# Caulking baseboards to tile floor



## sandsp

I have read several things about caulking baseboards to tile floor. the contractor from hell that we used put the baseboards down first and then the floor. We have decided to caulk the baseboards to the tile. My question is: Specifically, what caulk to use, brand, type, etcl. There are so many I just don't know which one. 
Thanks.


----------



## Msradell

Many of the grout manufacturers make caulking that exactly matches the grout. That would certainly be the best if you know where the grout came from.:thumbsup:


----------



## sandsp

*caulking baseboards to tile floor*

So, you think I should match the grout and not the baseboards? The baseboards are white. Will tile caulk stick well to wood? Thanks


----------



## Msradell

Since the area you are filling is horizontal you want to use the color of the horizontal surface. Tile caulking will match in to fill the gap, it will bind to the wood and the waterproof.


----------



## m1951mm

I just finished my own bath and first laid the ceramic then installed the baseboards. There are a few small gaps here and there that I caulked. I used a very high end caulk, Accura made by Tower Sealants. It is 100 percent acrylic adhesive sealant which is paintable. I wanted a GOOD paintable caulk since I painted it along with the baseboards. Will get a pic and post how it came out. Just do not buy any of the caulks from the big box stores for your purpose. Go to a Real paint store or tile store and pay atleast $6 or more per tube. It does make a BIG difference.

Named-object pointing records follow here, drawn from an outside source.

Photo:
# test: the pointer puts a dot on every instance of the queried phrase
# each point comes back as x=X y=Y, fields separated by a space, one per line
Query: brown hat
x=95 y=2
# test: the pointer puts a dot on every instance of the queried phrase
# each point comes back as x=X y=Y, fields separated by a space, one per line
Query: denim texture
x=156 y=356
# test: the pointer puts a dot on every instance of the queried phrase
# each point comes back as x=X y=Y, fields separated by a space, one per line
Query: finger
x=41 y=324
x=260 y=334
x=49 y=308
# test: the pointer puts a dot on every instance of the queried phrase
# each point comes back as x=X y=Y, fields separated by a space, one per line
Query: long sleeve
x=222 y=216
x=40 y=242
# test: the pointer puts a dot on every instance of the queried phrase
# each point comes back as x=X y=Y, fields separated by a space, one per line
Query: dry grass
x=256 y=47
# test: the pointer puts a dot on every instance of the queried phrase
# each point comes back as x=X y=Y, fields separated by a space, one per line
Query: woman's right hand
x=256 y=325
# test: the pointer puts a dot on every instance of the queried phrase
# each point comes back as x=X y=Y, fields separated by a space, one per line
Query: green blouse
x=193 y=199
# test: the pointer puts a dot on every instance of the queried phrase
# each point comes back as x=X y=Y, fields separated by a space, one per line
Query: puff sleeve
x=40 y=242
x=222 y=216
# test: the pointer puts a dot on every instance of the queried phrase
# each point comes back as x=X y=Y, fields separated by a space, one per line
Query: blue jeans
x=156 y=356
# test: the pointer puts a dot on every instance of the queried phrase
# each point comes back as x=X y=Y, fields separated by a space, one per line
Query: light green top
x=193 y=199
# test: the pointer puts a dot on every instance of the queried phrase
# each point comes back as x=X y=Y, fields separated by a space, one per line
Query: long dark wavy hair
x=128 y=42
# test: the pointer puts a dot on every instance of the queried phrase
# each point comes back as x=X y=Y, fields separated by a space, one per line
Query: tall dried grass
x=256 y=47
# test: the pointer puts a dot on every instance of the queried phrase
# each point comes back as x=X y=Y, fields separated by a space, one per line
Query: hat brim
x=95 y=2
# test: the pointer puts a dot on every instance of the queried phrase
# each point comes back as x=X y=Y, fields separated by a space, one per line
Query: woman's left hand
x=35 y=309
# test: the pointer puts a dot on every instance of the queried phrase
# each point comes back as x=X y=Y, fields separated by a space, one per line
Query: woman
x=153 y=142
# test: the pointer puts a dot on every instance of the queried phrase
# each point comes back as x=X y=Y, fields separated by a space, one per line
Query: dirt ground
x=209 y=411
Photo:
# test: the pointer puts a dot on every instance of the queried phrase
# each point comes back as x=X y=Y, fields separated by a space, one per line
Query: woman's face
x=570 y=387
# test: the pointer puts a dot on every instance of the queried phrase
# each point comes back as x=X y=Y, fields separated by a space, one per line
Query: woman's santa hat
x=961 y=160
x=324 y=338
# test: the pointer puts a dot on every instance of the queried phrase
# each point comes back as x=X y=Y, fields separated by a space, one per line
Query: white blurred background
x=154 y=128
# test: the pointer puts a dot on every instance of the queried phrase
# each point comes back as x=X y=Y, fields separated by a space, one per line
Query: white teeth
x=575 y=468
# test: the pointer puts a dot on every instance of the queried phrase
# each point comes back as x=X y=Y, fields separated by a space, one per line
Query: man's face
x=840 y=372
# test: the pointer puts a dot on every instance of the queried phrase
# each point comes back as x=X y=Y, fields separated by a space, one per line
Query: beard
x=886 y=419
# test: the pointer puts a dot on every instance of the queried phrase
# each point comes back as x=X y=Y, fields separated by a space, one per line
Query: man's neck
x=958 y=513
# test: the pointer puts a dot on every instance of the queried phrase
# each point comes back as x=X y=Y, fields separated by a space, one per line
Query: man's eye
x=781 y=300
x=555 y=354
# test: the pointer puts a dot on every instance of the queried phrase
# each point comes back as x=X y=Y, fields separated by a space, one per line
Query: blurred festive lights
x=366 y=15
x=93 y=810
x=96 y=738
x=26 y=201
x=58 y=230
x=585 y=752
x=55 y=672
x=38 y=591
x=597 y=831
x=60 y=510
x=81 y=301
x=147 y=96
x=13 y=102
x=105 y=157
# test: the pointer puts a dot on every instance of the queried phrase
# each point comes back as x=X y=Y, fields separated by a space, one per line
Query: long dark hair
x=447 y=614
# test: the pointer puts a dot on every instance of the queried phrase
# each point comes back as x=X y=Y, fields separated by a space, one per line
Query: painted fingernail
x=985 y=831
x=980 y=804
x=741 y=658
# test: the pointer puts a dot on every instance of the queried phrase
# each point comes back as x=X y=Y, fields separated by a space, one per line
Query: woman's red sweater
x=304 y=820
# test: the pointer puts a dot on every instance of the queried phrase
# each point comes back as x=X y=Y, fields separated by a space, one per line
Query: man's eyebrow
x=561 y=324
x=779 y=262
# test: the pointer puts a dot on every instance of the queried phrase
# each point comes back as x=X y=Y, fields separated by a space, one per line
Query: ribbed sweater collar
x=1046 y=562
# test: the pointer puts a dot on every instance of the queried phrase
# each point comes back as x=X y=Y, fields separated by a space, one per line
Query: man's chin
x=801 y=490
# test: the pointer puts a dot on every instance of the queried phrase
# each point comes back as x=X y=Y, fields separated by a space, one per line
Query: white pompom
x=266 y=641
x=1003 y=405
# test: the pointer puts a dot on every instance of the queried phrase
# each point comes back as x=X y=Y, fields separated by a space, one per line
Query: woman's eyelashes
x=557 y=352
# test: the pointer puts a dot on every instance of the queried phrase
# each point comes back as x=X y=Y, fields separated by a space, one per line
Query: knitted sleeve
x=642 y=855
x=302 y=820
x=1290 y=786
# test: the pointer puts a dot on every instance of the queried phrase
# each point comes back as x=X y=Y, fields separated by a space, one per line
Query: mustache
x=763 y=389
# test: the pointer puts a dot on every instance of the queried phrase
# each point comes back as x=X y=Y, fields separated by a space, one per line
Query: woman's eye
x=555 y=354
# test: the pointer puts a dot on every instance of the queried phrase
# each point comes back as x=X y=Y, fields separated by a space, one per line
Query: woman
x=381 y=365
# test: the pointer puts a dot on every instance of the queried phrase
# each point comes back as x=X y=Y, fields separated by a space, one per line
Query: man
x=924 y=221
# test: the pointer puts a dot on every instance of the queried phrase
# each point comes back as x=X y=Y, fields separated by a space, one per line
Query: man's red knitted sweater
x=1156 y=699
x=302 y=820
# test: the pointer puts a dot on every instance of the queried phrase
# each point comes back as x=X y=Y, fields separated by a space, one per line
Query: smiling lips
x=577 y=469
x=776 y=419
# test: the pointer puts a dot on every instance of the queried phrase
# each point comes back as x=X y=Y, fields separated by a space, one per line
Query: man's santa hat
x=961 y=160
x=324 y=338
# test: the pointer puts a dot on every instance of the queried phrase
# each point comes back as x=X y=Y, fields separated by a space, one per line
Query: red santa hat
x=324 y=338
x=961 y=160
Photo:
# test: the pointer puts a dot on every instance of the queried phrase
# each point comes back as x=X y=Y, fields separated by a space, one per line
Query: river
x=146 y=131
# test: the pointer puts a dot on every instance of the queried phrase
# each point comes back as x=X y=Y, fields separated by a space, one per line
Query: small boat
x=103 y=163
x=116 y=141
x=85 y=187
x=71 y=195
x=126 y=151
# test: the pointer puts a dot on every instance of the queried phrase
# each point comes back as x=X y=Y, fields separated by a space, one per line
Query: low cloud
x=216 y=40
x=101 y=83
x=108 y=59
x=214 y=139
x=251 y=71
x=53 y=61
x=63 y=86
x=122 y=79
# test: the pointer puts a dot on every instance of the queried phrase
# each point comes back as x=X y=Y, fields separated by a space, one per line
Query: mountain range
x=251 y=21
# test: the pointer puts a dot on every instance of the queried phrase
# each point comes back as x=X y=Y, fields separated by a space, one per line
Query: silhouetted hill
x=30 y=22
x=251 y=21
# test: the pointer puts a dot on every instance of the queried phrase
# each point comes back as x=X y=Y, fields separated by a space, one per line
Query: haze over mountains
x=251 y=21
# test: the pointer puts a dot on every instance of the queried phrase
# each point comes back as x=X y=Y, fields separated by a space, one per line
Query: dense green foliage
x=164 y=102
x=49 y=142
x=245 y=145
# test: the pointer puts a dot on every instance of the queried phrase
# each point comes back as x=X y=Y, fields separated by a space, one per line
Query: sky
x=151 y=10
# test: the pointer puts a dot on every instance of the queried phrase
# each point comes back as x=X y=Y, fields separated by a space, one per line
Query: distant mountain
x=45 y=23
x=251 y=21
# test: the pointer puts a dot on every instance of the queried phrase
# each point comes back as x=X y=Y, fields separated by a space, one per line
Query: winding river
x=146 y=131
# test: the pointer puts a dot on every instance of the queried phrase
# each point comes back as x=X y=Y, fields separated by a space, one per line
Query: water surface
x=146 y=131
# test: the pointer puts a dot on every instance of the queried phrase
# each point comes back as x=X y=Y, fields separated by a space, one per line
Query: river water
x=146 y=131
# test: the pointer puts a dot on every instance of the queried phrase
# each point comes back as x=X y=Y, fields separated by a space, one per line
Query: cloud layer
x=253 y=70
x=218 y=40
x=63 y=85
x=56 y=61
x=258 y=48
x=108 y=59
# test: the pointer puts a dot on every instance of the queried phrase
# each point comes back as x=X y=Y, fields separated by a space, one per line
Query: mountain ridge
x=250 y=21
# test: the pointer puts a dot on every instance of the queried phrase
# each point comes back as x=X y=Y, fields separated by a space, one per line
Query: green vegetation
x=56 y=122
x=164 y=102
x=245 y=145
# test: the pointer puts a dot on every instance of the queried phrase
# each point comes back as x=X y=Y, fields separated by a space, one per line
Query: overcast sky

If your gaps are to large consider putting in shoe moulding. Large caulk lines unless you are good at it look bad and tend to collect dirt. The shoe will span the gap and you will have a much nicer finish product.


----------



## Bud Cline

> Just do not buy any of the caulks from the big box stores for your purpose.


*BALONEY!*
The caulks intended for use with tile (color-matched and sanded and unsanded) and that are sold in the tile department of a big box store are the same caulks that are sold in "real" tile stores. And they cost six dollars per tube if what you pay is to determine quality and it isn't these days.


----------



## m1951mm

Bud Cline said:


> *BALONEY!*
> 
> *Sorry, You are right Bud. Forgot about the caulks in the tile dept. Was thinking only what you can find in the painting dept. *
> 
> *You sure are a tuff one:laughing:.*


----------



## chrisn

sandsp said:


> I have read several things about caulking baseboards to tile floor. the contractor from hell that we used put the baseboards down first and then the floor. We have decided to caulk the baseboards to the tile. My question is: Specifically, what caulk to use, brand, type, etcl. There are so many I just don't know which one.
> Thanks.


 
Really?:huh:, wow:huh:


----------



## chrisn

m1951mm said:


> Bud Cline said:
> 
> 
> 
> *BALONEY!*
> 
> *Sorry, You are right Bud. Forgot about the caulks in the tile dept. Was thinking only what you can find in the painting dept. *
> 
> *You sure are a tuff one:laughing:.*
> 
> 
> 
> Wow, you got off easy with just baloney, he could have said bull cookies:whistling2: or worse
Click to expand...


----------



## Scuba_Dave

Welcome to the Site !


----------



## Bud Cline

> Wow, you got off easy with just baloney, he could have said bull cookies or worse


Actually it's: *BULL DROPPINGS!*

Bull Cookies would be reserved for the Cooking Forum.


----------